Em 1969 os Beach Boys precisavam de dar uma resposta à crítica, após sucessivos fracassos. A solução passou por lançar 20/20, um projeto que procurou reencontrar sonoridades do passado, de modo a recentrar a banda californiana na rota da popularidade.
Lançado no dia 10 de fevereiro de 1969, o LP 20/20 da banda californiana Beach Boys, surgiu como uma resposta da banda ao descontentamento que o lançamento de Friends, um ano antes, havia gerado no seio da crítica.

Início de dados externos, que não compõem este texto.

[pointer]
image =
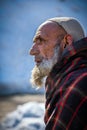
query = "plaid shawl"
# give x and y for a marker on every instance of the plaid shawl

O tempo passou, porém, e, eventualmente, acabou por ser justo em relação ao álbum que o grupo lançou em 1968. Hoje, todos reconhecem valor ao projeto Friends. Será, talvez, um dos trabalhos mais calmos e atmosféricos dos Beach Boys. Nele, podemos encontrar, com uma maior frequência e regularidade, as melodias e os processos instrumentais, quentes, veranis e sensíveis, que todos associam à banda em cheque.
No entanto, no final da década de 60, a banda dos irmãos Wilson estava, de certo modo, debaixo de fogo. Os «rankings» não lhes eram, de todo, favoráveis. Era necessário remar contra a maré; era necessária uma resposta eficaz, que fosse facilmente aceite pela crítica.
Logo após Friends, os Beach Boys, sob a forma de single, lançam “Do It Again” (a mesma canção que iniciará o álbum 20/20). O objetivo era simples: a banda sabia que para ser, de novo, «bem recebida» teria de voltar às frequências que, no início da sua existência, lhe deram tanto reconhecimento e atenção. Era, pois, necessário criar algo que juntasse, numa só canção, o verão, o sol, o calor, as ondas, as praias, as raparigas, no fundo… a Califórnia.
Desde 1964, aquando do lançamento de Summer Days (And Summer Nights), que os Beach Boys não se referiam, nas suas produções, a temas desta família lexical. O que é facto é que a jogada resultou: «Do It Again» recolocou a banda nos topos das tabelas.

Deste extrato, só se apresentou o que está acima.